# Want to follow you around Trinity Bay



## mario8402

I made a post in general fishing but it got deleted 
if this is not allowed or in the wrong section please move or let me know

Anyway, we are planning on going out on Sunday and are interested in trying a different spot. Is anyone going out in Trinity Bay that would let some rookies tag behind them and maybe teach us a thing or two? We usually fish East Bay and some of West but have heard good things about Trinity.

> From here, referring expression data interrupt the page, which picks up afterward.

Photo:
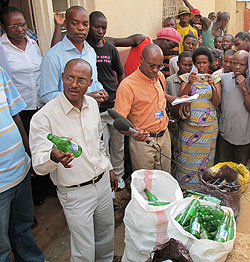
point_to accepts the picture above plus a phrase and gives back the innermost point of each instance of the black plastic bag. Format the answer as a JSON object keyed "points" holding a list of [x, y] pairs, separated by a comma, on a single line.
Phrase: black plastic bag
{"points": [[173, 249], [230, 199]]}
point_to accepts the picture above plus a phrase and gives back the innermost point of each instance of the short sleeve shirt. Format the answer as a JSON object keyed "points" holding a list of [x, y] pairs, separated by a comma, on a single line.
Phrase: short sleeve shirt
{"points": [[14, 162]]}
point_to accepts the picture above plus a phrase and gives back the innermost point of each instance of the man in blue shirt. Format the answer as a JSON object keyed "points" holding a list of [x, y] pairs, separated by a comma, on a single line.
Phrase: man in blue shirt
{"points": [[72, 46], [16, 207]]}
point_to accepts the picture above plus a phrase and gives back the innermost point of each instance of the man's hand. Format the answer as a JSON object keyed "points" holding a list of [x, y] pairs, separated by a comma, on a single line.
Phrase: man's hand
{"points": [[99, 96], [241, 80], [60, 157], [59, 18], [184, 111], [113, 180], [193, 77], [142, 136]]}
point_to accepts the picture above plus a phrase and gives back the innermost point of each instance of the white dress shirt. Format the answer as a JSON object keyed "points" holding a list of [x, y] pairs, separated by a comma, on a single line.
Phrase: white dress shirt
{"points": [[25, 69], [59, 117]]}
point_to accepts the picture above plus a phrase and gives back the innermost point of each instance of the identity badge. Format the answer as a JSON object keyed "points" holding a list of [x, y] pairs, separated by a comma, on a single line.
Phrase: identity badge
{"points": [[159, 114]]}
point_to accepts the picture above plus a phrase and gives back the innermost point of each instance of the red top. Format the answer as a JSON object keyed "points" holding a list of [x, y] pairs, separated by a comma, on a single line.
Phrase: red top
{"points": [[133, 60]]}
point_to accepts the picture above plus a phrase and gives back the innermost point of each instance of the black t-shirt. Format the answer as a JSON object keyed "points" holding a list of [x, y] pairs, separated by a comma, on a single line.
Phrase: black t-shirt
{"points": [[108, 61]]}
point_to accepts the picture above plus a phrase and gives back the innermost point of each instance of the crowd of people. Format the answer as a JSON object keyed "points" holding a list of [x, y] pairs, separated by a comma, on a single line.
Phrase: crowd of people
{"points": [[68, 93]]}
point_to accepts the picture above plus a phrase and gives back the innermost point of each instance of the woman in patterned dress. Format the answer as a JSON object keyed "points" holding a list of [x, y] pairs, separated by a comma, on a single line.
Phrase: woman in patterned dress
{"points": [[197, 135]]}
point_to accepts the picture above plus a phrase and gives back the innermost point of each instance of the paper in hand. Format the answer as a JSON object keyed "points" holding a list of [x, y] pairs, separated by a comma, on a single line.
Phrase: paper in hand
{"points": [[185, 100]]}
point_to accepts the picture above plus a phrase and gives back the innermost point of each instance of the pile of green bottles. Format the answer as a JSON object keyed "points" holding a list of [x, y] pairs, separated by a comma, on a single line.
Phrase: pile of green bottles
{"points": [[207, 222], [153, 200], [197, 195]]}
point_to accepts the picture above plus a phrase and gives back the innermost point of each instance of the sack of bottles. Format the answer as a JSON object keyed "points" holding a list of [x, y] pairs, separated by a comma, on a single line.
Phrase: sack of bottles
{"points": [[222, 184], [153, 194], [206, 228]]}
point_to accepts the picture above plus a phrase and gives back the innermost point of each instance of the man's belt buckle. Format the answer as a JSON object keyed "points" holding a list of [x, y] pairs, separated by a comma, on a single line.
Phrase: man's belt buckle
{"points": [[94, 180]]}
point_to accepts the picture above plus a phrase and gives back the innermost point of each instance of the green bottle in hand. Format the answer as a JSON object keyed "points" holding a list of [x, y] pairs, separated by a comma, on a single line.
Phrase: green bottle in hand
{"points": [[65, 145]]}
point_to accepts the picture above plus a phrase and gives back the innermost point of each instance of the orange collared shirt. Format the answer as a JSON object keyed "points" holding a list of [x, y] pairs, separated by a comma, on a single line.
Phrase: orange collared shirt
{"points": [[138, 98]]}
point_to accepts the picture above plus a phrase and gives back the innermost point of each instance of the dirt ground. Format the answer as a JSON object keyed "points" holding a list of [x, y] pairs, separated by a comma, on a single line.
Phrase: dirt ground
{"points": [[52, 234]]}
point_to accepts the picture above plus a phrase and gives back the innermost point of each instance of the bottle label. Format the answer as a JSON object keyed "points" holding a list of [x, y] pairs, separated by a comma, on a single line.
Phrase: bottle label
{"points": [[195, 197], [73, 147], [196, 226], [223, 234]]}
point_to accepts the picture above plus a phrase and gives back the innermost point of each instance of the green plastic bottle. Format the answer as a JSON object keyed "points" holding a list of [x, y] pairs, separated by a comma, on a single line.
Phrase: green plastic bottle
{"points": [[230, 229], [195, 226], [65, 145], [204, 234], [208, 218], [205, 210], [213, 225], [179, 218], [150, 196], [218, 213], [190, 211], [157, 203], [222, 232]]}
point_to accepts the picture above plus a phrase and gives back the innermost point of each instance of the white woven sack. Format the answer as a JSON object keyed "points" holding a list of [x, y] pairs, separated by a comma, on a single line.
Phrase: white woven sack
{"points": [[146, 225], [201, 250]]}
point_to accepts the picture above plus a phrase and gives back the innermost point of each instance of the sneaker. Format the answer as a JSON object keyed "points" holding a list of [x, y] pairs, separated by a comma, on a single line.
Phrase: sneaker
{"points": [[121, 184]]}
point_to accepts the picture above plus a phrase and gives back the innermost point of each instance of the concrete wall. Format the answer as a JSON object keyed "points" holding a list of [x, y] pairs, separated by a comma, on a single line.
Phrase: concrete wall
{"points": [[205, 6], [131, 16]]}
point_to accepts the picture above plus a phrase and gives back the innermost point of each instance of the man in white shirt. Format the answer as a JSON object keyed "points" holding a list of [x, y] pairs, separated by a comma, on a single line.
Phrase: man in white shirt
{"points": [[83, 184]]}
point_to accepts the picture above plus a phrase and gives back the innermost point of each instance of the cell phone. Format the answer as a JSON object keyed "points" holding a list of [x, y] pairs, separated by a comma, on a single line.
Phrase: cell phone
{"points": [[202, 77]]}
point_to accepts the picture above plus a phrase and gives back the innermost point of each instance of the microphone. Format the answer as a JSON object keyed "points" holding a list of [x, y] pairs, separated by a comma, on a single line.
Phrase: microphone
{"points": [[121, 125], [116, 115]]}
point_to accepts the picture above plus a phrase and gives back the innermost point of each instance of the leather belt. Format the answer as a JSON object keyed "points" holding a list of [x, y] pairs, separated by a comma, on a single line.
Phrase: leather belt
{"points": [[157, 134], [92, 181]]}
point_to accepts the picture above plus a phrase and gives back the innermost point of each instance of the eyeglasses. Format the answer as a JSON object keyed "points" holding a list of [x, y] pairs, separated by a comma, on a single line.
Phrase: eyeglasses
{"points": [[153, 66], [80, 81], [14, 27], [238, 63]]}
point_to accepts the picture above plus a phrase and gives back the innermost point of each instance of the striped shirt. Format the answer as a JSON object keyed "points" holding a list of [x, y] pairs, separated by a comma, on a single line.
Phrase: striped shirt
{"points": [[14, 162]]}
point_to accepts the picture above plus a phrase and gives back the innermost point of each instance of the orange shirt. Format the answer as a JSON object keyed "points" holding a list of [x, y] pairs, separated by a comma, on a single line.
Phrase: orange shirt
{"points": [[138, 98]]}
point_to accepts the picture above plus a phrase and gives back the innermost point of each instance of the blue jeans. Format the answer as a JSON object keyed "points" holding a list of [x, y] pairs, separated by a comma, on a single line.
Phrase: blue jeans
{"points": [[16, 218]]}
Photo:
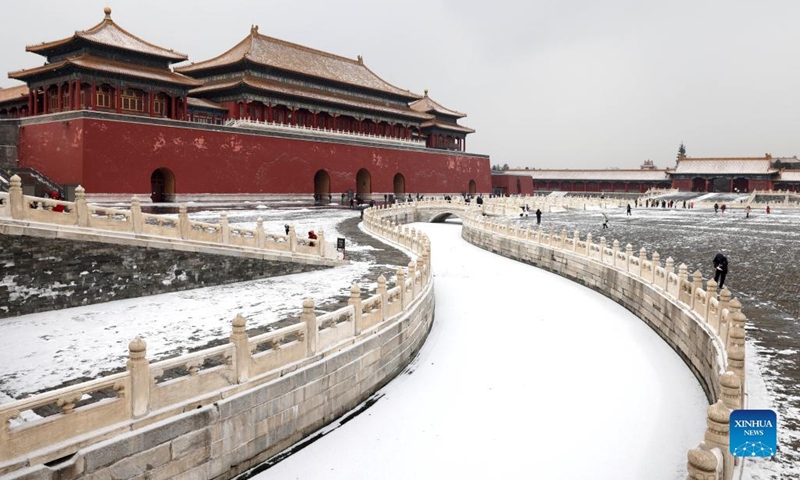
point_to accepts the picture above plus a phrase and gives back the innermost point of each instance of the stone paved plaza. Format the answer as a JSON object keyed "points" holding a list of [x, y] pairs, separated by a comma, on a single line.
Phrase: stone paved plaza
{"points": [[763, 273]]}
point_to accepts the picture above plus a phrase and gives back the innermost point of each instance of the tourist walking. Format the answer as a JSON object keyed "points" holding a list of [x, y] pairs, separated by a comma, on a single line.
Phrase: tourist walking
{"points": [[720, 269]]}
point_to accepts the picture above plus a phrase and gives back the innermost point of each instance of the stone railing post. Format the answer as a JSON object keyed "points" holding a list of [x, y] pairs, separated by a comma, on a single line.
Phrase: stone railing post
{"points": [[292, 239], [225, 229], [384, 295], [731, 393], [655, 263], [139, 371], [724, 302], [137, 220], [711, 292], [736, 352], [401, 282], [261, 235], [628, 256], [642, 259], [669, 268], [602, 249], [312, 330], [183, 221], [321, 243], [241, 343], [355, 301], [16, 198], [717, 434], [412, 274], [683, 276], [697, 284], [81, 208], [704, 463]]}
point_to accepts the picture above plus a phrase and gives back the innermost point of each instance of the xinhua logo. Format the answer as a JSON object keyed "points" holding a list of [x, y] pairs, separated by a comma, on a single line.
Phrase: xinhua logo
{"points": [[753, 433]]}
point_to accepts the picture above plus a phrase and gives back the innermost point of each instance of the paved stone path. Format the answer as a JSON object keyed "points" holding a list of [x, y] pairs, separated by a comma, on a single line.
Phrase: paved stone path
{"points": [[764, 274]]}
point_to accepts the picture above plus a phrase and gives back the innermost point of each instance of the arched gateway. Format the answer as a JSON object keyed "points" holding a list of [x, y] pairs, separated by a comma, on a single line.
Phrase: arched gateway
{"points": [[162, 185], [399, 185], [364, 184], [322, 187]]}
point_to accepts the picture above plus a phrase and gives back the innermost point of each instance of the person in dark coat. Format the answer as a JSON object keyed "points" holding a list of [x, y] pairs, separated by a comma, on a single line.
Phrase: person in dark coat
{"points": [[720, 269]]}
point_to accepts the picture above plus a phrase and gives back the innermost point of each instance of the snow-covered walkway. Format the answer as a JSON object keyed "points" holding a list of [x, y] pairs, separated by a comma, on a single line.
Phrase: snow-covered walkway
{"points": [[525, 375]]}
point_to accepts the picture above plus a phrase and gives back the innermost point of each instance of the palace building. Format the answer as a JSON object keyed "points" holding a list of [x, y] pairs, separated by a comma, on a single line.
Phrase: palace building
{"points": [[121, 116], [740, 174]]}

Its about the same distance travel wise.. Im not looking for your fav fishing spot, just want to go out with someone who is knowledgable and can get around without getting stuck (as I tend to do  ) . Anyone know the average water depth around Trinity??


----------



## BullyARed

Don't tag behind an old salt, you know an old fart!


----------



## bubbas kenner

Mr mario8402 you really need not fallow no one .I thought the same thing just weeks ago trying to get a clue on trinity,I put in at thompsons go to the first wells you see and keep going well to well I did that and had a very good trip 2 tuesdays ago .Troll in to the well circle the well and move till you find the fish .be safe tight lines.


----------



## mario8402

cool thanks for the info. Do you have an address or approx location for Thompsons? finding a boat ramp that has bait is usually the first hurdle of learning a new area ha!


----------



## bubbas kenner

Going 146 north from laporte go to 146 buisness into baytown go past I think 1 or 2 traffic lights look for spur 55 its a stop sign go right, just before the cedar bayou bridge take that right it goes past a golf course and you will see a sign Thompson boat ramp.Hope that helps .Call them .


----------



## Fish-n-Chips

Water depth in Trinity averages 3-6ft, with deeper holes toward the center of the bay. What type of boat do you run? Trinity holds a lot of productive water and a huge bay to fish. If I were fishing this weekend I'd show you a few spots. I was there last friday and caught a bunch of trout 20-25" on a reef right as you enter the bay on the north shoreline in about 5 feet of water. Trout were on top tearing up the mullet. General good advice is first find bait, then look for fish. Spillway, Jacks Pocket, and Anuhac all good places to try this time of year. Get too far back up in the bay and it gets shallow up towards the marsh, so don't get stuck. Closest ramp to fish Trinity would be launch in Kemah and head across, unless you'd rather drive to baytown and luanch there. If you ever want to head out fishing let me know, perhaps split the cost of gas, as I drive from Pearland myself.


----------



## mario8402

thanks for the info, im sure we could hook up sometime and try it out sometime too!
I fish a 18' Critchfield CC ( I believe vhull) it can get somewhat shallow, like 2ft? Ill have to see what the wind is doing on sunday
i launched at sylvan beach boat launch last year and the waves were bad! we got soaked lol we got into some cut with some cranes and stuff to get out of the waves and didnt have much luck there


----------



## coolcj63

i i fish the anauhac area on most of my trips....mainly in the bayous and river channel....i did find my way to the spillway and caught some real nice fish there....would be willing to show you what i know about that area....


----------